Um instante passou até que ele percebesse o significado. “Quer dizer…”
“O seu é só mais um padrão de três que Catherine Fugitiva está presa,” afirmou Almorava. “Uma derrota de Heiress, na costa da Ilha Abençoada. Um empate, nas ruínas de Marchford. Você sabe o que vem depois.”
“Uma vitória em Liesse,” completou William. “Certamente ela deve estar ciente disso?”
“Ah, ela nem percebeu,” disse a Bard. “Como o Destino quis, quem teria percebido seria o Grande Cara. Se ele tivesse chegado a tempo de ouvir Heiress dizer ‘empate’, de qualquer forma. Mas ele estava preso em Arcádia quando chegou lá. Não conseguiu encontrar alguém que abrisse um caminho.”
“Há duas semanas,” falou lentamente o herói de cabelos escuros, “você apareceu coberta de neve.”
“Pessoas encantadoras, as fadas,” refletiu Almorava. “Vivem mais próximas da história do que qualquer um. Sabem que não devem ignorar o aviso de uma figura misteriosa vestida de capa.”
Um longo momento de silêncio se seguiu, enquanto observavam as crianças brincando ao longe.
“Você é uma mulher muito perigosa, Almorava,” ele finalmente afirmou.
“Não tenho uma ponta de poder no meu Nome,” murmurou ela. “Sou apenas um grão de areia.”
Isso pode ser tudo o que é preciso para quebrar uma máquina, pensou William.
“Você prefere que Heiress sobreviva ao invés de a Squire,” ele disse após um instante.
“Cada vez mais,” concordou ela veementemente.
“Fugitiva tenta melhorar as coisas, pelo menos,” apontou o Cavaleiro, embora defender a traidora deixasse um gosto ruim na boca.
“Você precisa parar de pensar em indivíduos, William,” resmungou a Bard. “A Squire é um legado. Assim como Heiress. E um desses legados é muito mais perigoso para a Criação do que o outro.”
“Ela invocou um demônio, Bard,” falou ele de forma seca. “Posso dizer isso da Malícia e seus cães: eles têm mais moderação que seus antecessores.”
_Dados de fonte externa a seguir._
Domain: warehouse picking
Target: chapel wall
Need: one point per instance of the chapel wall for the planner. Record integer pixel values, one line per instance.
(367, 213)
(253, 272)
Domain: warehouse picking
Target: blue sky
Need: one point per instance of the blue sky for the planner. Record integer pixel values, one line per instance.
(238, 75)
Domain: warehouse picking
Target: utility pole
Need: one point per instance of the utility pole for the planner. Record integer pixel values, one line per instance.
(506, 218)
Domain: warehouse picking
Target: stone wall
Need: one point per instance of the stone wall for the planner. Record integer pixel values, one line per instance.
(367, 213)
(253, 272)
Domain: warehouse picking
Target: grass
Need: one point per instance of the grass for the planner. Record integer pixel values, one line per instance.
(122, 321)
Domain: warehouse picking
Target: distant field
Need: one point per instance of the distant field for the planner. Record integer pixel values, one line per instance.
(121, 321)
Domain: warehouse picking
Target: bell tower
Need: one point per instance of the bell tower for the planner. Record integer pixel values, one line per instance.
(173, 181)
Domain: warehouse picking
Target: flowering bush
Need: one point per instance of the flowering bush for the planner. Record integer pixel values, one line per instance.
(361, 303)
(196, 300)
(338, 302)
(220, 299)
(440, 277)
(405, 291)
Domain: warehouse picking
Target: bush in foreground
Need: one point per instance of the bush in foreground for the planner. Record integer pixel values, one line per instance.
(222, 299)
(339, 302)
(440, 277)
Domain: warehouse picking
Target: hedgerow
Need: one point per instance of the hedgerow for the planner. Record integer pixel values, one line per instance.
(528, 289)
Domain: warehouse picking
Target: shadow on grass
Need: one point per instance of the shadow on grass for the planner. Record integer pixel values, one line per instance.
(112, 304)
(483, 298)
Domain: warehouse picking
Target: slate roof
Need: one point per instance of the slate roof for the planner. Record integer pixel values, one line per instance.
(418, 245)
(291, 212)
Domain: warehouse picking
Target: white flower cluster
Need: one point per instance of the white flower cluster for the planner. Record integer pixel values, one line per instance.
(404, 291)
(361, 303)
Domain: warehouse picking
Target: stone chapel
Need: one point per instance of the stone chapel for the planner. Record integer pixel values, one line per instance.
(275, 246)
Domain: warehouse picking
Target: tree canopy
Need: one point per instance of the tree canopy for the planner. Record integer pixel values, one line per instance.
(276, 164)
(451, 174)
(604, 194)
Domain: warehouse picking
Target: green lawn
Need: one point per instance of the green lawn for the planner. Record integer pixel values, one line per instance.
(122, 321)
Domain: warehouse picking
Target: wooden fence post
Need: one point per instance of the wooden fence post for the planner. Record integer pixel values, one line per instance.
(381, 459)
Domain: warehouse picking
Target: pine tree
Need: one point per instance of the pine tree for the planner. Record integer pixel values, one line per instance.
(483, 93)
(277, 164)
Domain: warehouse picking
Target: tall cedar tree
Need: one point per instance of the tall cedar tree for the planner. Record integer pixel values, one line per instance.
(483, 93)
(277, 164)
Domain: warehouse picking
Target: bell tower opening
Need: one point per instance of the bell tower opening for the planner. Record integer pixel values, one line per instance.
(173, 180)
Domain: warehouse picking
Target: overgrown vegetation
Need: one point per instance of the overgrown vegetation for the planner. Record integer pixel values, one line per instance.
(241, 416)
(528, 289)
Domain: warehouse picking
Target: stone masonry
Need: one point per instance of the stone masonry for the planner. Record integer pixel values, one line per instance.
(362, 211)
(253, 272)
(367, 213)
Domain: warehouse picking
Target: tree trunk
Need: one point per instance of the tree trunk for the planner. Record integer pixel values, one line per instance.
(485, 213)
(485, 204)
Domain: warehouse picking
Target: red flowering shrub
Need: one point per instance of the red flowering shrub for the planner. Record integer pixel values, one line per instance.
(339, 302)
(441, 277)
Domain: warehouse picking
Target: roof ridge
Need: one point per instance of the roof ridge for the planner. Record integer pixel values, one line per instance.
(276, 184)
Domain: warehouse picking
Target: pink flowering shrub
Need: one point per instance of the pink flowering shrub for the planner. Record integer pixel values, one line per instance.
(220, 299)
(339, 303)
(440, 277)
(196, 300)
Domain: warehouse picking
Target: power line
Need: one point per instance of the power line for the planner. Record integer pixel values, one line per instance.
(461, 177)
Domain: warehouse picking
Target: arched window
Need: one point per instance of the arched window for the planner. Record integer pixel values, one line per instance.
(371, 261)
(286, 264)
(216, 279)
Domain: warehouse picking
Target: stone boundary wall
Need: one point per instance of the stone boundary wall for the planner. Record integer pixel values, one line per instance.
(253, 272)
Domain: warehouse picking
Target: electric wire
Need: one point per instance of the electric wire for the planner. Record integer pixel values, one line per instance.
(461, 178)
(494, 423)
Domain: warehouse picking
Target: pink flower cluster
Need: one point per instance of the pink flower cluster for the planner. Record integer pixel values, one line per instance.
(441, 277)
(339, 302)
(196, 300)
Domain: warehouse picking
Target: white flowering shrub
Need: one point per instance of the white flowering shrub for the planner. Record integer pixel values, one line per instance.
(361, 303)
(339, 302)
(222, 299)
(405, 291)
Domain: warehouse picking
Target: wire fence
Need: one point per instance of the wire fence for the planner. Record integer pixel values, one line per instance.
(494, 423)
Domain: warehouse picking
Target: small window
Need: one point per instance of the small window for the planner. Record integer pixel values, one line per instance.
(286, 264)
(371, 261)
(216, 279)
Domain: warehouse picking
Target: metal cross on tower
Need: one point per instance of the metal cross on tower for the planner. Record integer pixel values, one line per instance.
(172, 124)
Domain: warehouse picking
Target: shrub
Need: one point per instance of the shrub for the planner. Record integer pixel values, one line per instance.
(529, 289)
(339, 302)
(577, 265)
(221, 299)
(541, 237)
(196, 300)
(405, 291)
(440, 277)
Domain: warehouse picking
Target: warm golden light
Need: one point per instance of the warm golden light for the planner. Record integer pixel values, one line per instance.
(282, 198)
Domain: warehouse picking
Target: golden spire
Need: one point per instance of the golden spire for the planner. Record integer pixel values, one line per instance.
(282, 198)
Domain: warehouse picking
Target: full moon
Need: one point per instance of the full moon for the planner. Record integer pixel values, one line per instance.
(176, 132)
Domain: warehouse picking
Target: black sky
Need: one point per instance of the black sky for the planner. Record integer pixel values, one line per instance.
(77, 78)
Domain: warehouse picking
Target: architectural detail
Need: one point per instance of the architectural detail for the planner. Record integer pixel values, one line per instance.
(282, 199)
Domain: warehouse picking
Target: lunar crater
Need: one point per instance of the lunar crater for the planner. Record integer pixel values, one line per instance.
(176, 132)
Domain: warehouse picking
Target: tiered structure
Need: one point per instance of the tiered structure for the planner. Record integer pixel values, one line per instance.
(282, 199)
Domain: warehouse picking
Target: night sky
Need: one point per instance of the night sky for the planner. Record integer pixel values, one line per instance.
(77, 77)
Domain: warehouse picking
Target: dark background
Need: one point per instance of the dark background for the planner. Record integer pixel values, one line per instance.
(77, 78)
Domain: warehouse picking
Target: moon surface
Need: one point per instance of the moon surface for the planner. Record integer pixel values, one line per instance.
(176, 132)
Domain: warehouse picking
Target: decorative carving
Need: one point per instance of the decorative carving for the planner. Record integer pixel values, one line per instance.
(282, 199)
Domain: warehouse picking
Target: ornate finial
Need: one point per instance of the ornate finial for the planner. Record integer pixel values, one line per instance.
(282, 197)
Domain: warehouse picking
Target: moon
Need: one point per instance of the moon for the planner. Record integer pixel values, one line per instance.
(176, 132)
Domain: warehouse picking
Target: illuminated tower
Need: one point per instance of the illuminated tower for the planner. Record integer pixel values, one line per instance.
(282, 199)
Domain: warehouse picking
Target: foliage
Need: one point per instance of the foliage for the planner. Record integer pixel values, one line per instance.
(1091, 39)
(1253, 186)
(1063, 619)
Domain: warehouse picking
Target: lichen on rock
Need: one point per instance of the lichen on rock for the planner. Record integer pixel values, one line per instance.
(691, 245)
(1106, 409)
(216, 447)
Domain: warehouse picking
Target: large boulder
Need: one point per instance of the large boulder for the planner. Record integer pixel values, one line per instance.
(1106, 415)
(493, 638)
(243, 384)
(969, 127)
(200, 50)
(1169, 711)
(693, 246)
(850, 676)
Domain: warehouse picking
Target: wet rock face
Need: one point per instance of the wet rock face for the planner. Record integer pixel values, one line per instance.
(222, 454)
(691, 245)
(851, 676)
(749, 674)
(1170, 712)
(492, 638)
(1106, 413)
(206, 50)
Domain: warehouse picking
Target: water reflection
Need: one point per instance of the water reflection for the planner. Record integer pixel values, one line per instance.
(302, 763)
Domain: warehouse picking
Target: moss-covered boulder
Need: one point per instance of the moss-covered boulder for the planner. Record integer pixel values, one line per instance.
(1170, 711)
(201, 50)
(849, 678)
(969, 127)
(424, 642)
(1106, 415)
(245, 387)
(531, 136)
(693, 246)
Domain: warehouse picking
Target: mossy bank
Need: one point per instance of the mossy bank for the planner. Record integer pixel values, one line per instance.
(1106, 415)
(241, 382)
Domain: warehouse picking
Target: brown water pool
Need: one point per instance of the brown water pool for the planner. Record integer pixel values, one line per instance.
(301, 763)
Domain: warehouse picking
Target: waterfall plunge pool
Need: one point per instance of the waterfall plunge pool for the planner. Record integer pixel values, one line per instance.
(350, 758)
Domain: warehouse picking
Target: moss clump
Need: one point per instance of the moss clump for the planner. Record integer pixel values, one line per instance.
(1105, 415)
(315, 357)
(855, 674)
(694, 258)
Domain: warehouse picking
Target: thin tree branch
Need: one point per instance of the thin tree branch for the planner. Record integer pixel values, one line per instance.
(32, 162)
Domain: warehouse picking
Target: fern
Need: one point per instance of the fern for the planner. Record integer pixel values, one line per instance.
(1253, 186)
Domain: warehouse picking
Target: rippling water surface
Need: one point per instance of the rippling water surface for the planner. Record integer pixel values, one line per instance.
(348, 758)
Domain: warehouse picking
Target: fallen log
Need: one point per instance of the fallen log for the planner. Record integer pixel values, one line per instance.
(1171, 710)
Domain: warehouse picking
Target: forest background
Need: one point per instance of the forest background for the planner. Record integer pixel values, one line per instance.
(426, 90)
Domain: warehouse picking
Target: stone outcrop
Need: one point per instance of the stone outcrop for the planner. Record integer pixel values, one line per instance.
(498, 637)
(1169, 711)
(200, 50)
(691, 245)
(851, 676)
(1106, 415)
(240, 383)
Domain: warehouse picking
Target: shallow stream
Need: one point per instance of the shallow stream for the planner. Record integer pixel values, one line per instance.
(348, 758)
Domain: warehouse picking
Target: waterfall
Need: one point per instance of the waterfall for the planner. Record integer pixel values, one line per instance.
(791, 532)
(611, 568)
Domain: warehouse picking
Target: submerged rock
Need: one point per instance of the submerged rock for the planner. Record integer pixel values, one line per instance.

“Não importa se ela invoca um exército inteiro, embora ela não tenha feito nenhuma invocação de verdade. No fim, Heiress perde, essa é a sua história. Ela faz bagunça, mas no final não consegue vencer. Esses… tipos de Mal prático. Podem vencer, se deixarmos.”
“Não seria a primeira vez que o Mal vence,” disse o herói com gravidade. “Nem será a última, se nos derrotarem.”
“Eles não vencem assim, William,” disse Almorava calmamente. “Esse plano monstruoso que o louco e o tirano bolaram? Ele muda tudo. Abre uma porta que nunca mais poderá ser fechada. Acham que são diferentes, mas não são, não de verdade. Não o bastante para fazer diferença. Padrões não discriminam entre tons, você sabe. Eles só veem preto e branco.”
“Perdi a linha,” admitiu William, com os olhos verdes.
“Não se preocupe,” suspirou a Bard. “Apenas se prepare. Aquela estratégia que você vinha pensando? Faça.”
Ele não perguntou como ela sabia, deixou passar. O Lone Swordsman permitiu que a Bard andasse no seu ombro por um tempo. Ficaram assim até o pôr do sol, o silêncio estranhamente confortável.
“Lugar nenhum, William,” ela sussurrou, levando a garrafa aos lábios. “Eu não vou a lugar nenhum.”